Saturday, July 15, 2006

EDUCATION FOR THE EDUCATORS

Marin Independant Journal.com
Bill Evers and Paul Clopton

If we throw more money at the problem it will go away. Not really.
Quote from the Marinij.com
"THE SAUSALITO Marin City School District spends more than $22,000 per pupil and pays teachers an average of $71,000 a year. Based on 2004-05 figures, per-pupil spending is three times the state average, and teachers are the highest paid in Marin. Sausalito is the top-funded urban school district in the state.
But according to 2004-2005 California test scores, only 25 percent of Sausalito sixth-grade students are proficient or advanced in English and 13 percent are proficient or advanced in mathematics. Out of 1,025 districts in California, Sausalito is ranked 724th, which is at the 29.4th percentile. Why aren't students succeeding academically in a school district whose wealth makes almost every other district in California green with envy?

Decades of a different curriculum in every classroom, ineffective and unevaluated teaching practices and teacher training, overemphasis on student self-esteem and low academic expectations created an academic deficit that has been hard to repair.

District leaders have recently improved the coherence of the curriculum and adopted a high-performance reading program that emphasizes phonics first, rather than the district's previous whole-language instruction. District leaders also reduced the proportion of children designated as learning disabled. Much of the students' learning problems had been the result of the district's poor teaching of reading, and over-designation of students as disabled had contributed to the alienation of parents from the district. These recent changes have led to some gains in student test scores - principally in the lower grades whose students have benefited from recent changes.

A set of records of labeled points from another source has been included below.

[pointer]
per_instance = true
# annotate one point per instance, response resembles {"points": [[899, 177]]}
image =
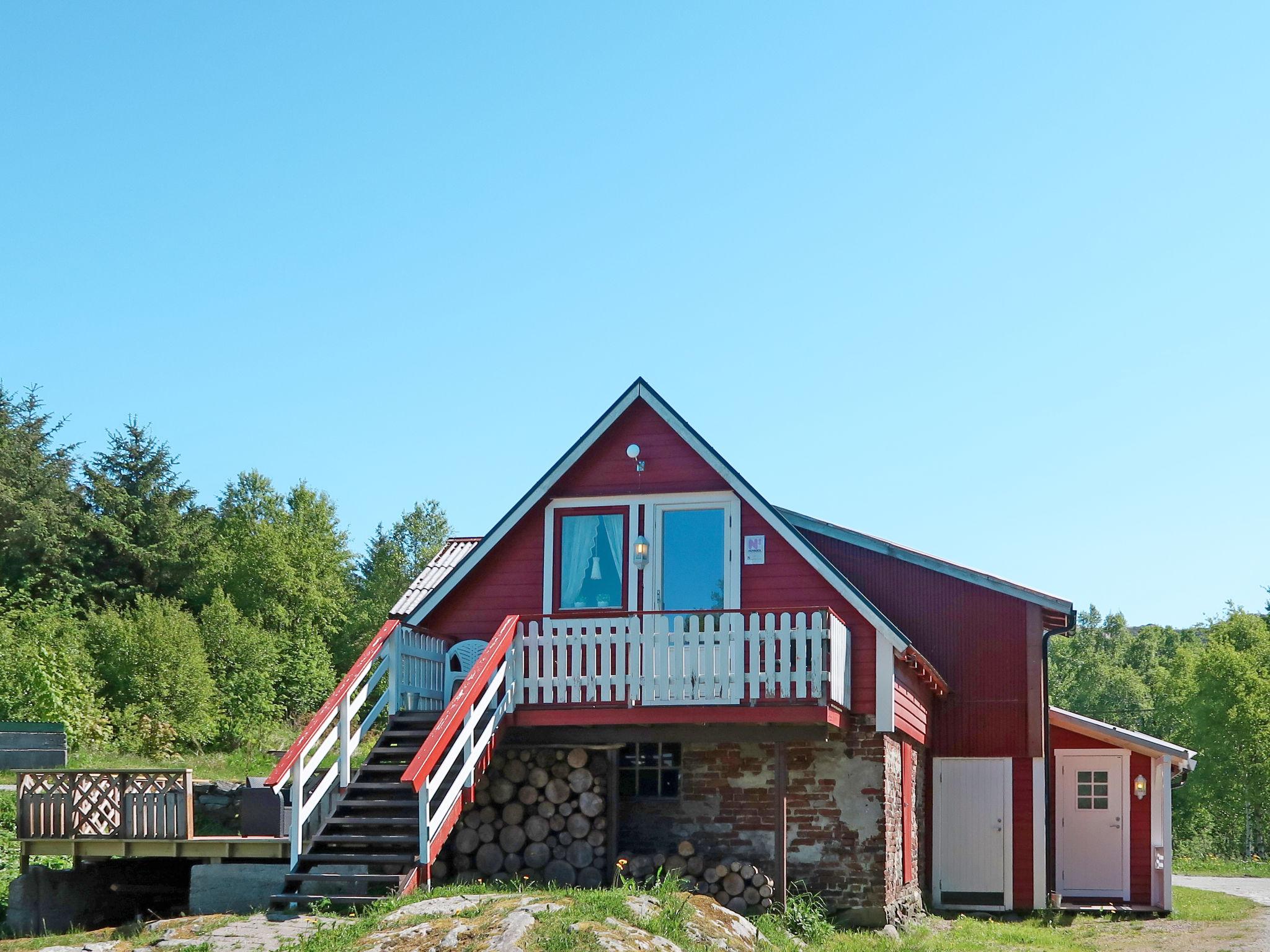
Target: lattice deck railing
{"points": [[106, 805]]}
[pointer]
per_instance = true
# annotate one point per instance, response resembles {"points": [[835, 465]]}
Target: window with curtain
{"points": [[591, 558]]}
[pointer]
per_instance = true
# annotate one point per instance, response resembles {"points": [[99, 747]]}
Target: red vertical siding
{"points": [[1021, 831], [510, 578], [788, 579], [1140, 810], [912, 703], [1140, 832], [975, 638]]}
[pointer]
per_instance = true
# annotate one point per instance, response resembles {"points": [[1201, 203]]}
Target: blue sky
{"points": [[988, 280]]}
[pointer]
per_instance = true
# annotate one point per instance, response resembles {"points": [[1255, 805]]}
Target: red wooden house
{"points": [[779, 691]]}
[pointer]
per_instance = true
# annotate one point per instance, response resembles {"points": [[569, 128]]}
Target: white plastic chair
{"points": [[460, 660]]}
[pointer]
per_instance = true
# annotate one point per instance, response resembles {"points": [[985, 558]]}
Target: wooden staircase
{"points": [[375, 826]]}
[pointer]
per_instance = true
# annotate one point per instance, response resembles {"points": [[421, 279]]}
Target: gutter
{"points": [[1049, 774]]}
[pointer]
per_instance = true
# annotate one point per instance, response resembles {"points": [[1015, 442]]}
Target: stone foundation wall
{"points": [[904, 901], [843, 833]]}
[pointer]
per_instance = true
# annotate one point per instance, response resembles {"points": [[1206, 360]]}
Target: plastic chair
{"points": [[460, 660]]}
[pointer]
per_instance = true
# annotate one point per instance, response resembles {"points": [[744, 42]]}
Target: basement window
{"points": [[1091, 790], [649, 771]]}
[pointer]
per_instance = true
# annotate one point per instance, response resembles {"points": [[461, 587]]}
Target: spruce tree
{"points": [[148, 532]]}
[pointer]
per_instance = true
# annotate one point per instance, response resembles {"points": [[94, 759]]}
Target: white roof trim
{"points": [[642, 390], [928, 562], [1122, 736]]}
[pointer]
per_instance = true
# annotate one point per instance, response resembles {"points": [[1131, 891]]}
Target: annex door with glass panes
{"points": [[1093, 813]]}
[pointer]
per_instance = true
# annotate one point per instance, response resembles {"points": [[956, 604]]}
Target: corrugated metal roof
{"points": [[451, 553]]}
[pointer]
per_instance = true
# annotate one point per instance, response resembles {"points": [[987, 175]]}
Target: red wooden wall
{"points": [[975, 638], [510, 578], [1140, 810], [1021, 831], [912, 703]]}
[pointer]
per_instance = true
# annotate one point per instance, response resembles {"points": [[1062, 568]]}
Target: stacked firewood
{"points": [[538, 814], [735, 884]]}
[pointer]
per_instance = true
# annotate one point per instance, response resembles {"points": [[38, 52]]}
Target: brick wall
{"points": [[843, 814], [904, 899]]}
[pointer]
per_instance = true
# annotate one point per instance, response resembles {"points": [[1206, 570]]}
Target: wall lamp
{"points": [[641, 558]]}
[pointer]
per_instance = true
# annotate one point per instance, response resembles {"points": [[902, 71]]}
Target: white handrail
{"points": [[343, 725], [666, 658], [495, 702]]}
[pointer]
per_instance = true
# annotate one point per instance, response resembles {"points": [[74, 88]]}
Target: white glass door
{"points": [[695, 559]]}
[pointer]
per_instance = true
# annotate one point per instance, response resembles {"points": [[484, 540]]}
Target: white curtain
{"points": [[577, 542], [614, 530]]}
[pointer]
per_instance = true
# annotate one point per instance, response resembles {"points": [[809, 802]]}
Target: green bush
{"points": [[48, 676], [243, 660], [151, 663]]}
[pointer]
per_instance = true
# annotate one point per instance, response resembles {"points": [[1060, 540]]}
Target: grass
{"points": [[1046, 932], [1208, 907], [1215, 866]]}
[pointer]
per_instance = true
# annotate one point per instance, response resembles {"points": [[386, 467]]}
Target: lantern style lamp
{"points": [[641, 552]]}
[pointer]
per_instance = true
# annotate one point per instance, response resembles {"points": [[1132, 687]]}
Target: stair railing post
{"points": [[425, 835], [346, 756], [394, 656], [470, 774], [298, 810]]}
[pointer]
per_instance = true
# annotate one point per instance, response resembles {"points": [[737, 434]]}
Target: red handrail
{"points": [[332, 703], [468, 694], [610, 614]]}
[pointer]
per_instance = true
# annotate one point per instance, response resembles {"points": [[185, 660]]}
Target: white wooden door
{"points": [[1093, 824], [972, 833]]}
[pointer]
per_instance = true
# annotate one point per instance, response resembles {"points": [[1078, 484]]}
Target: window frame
{"points": [[558, 517], [641, 587], [659, 770]]}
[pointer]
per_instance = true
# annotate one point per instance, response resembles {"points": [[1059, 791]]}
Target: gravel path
{"points": [[1248, 886]]}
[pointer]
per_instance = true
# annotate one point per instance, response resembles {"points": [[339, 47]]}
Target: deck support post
{"points": [[781, 827], [298, 810], [346, 754], [426, 834]]}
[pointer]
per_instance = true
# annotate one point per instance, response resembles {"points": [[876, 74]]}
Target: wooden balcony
{"points": [[778, 666]]}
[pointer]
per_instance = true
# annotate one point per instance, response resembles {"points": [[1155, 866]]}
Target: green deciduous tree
{"points": [[48, 674], [282, 560], [243, 660], [151, 662], [146, 532]]}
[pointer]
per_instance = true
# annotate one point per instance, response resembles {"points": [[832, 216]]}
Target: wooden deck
{"points": [[211, 848]]}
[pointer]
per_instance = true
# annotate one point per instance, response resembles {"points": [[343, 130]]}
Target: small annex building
{"points": [[1112, 811]]}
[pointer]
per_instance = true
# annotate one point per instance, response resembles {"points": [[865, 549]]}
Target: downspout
{"points": [[1049, 774]]}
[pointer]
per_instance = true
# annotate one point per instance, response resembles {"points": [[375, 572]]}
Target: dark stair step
{"points": [[368, 858], [380, 804], [388, 879], [306, 901], [367, 838]]}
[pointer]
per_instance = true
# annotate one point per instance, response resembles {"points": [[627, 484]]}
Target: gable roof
{"points": [[451, 553], [928, 562], [1122, 736], [641, 390]]}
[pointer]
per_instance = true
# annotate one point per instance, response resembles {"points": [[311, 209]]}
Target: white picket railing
{"points": [[719, 658], [414, 666]]}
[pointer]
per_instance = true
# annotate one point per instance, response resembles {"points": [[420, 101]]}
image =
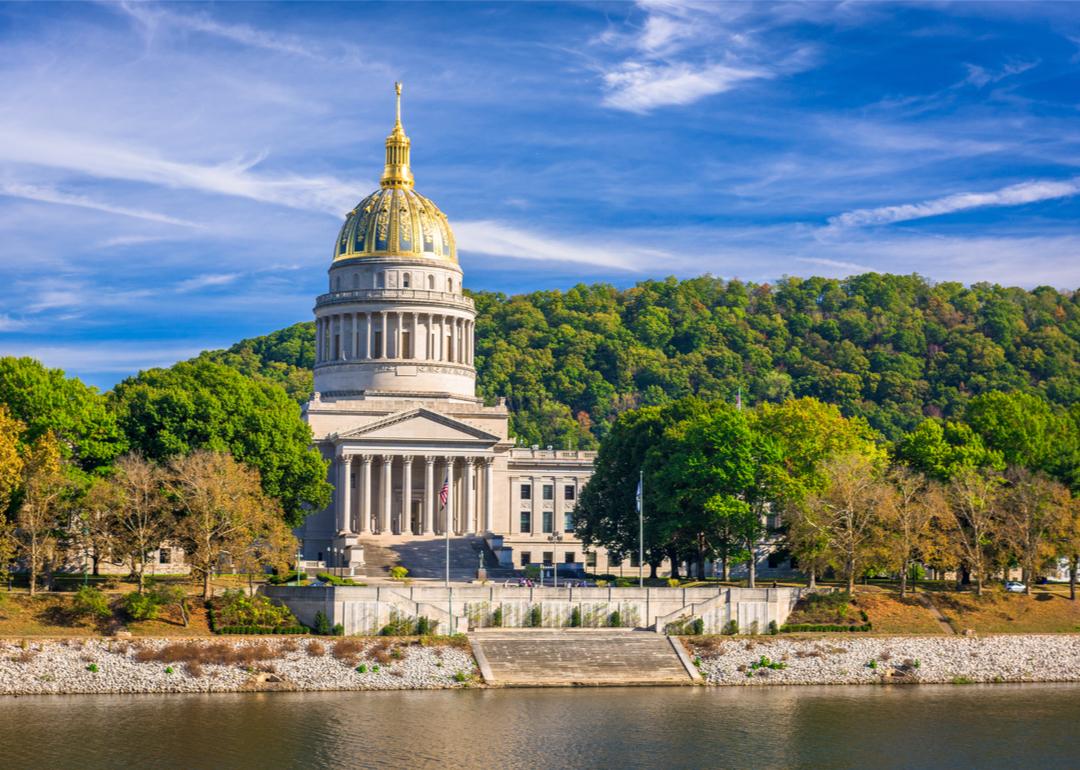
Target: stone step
{"points": [[578, 657]]}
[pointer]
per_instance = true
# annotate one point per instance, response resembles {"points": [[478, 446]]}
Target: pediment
{"points": [[419, 424]]}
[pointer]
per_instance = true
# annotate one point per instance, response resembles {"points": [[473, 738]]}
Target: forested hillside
{"points": [[889, 348]]}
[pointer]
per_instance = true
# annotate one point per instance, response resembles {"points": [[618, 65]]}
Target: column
{"points": [[429, 495], [406, 495], [470, 517], [365, 494], [448, 512], [488, 495], [387, 497], [345, 467]]}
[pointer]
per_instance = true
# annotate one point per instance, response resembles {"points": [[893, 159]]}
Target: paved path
{"points": [[564, 657]]}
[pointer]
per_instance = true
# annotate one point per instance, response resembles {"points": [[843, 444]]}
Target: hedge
{"points": [[261, 630]]}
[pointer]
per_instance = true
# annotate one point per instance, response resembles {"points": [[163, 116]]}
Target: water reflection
{"points": [[856, 727]]}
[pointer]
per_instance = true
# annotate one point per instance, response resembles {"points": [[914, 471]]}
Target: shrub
{"points": [[91, 602], [140, 606]]}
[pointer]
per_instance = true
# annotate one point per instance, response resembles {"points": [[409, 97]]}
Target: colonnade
{"points": [[376, 494], [394, 334]]}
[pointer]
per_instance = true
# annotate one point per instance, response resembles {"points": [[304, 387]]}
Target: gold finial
{"points": [[396, 172]]}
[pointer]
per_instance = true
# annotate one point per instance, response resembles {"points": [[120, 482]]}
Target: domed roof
{"points": [[395, 220]]}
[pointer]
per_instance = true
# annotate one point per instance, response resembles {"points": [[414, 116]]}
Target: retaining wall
{"points": [[367, 609]]}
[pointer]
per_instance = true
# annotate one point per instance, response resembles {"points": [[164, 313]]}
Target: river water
{"points": [[997, 726]]}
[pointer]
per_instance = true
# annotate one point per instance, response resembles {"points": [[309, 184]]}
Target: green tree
{"points": [[205, 405]]}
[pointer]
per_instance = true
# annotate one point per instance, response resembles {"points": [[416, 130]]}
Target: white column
{"points": [[365, 494], [406, 495], [448, 514], [345, 464], [470, 482], [488, 495], [387, 496], [429, 494]]}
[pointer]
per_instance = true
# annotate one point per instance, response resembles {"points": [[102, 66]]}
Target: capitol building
{"points": [[395, 409]]}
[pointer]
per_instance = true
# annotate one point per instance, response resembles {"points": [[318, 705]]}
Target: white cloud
{"points": [[639, 88], [1012, 196], [500, 240], [48, 194]]}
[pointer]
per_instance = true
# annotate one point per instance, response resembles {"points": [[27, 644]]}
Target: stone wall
{"points": [[367, 609]]}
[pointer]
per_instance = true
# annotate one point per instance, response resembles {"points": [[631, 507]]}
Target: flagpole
{"points": [[640, 528]]}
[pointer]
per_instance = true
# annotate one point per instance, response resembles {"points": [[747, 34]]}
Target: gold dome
{"points": [[395, 220]]}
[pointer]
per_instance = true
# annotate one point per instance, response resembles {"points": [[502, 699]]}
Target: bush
{"points": [[91, 602], [140, 606]]}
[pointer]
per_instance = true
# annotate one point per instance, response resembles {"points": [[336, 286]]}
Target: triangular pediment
{"points": [[420, 424]]}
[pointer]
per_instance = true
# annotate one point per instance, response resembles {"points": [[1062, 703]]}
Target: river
{"points": [[997, 726]]}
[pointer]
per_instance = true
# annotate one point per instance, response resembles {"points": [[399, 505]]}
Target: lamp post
{"points": [[555, 539]]}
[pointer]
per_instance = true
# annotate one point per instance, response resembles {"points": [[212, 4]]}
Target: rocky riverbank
{"points": [[842, 660], [229, 665]]}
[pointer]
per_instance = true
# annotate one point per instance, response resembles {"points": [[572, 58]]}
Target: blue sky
{"points": [[173, 176]]}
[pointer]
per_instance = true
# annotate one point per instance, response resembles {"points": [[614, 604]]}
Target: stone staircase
{"points": [[588, 657]]}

Despite these improvements, the district is still being held back by a legacy of Progressive Education and a reliance on inadequate and misleading districtwide tests. Sausalito has a long history of using Progressive methods of project-based learning and student self-discovery in mathematics and other subjects. Teaching in the district's regular schools and, in particular, in its charter school is heavily influenced by ineffective Progressive methods."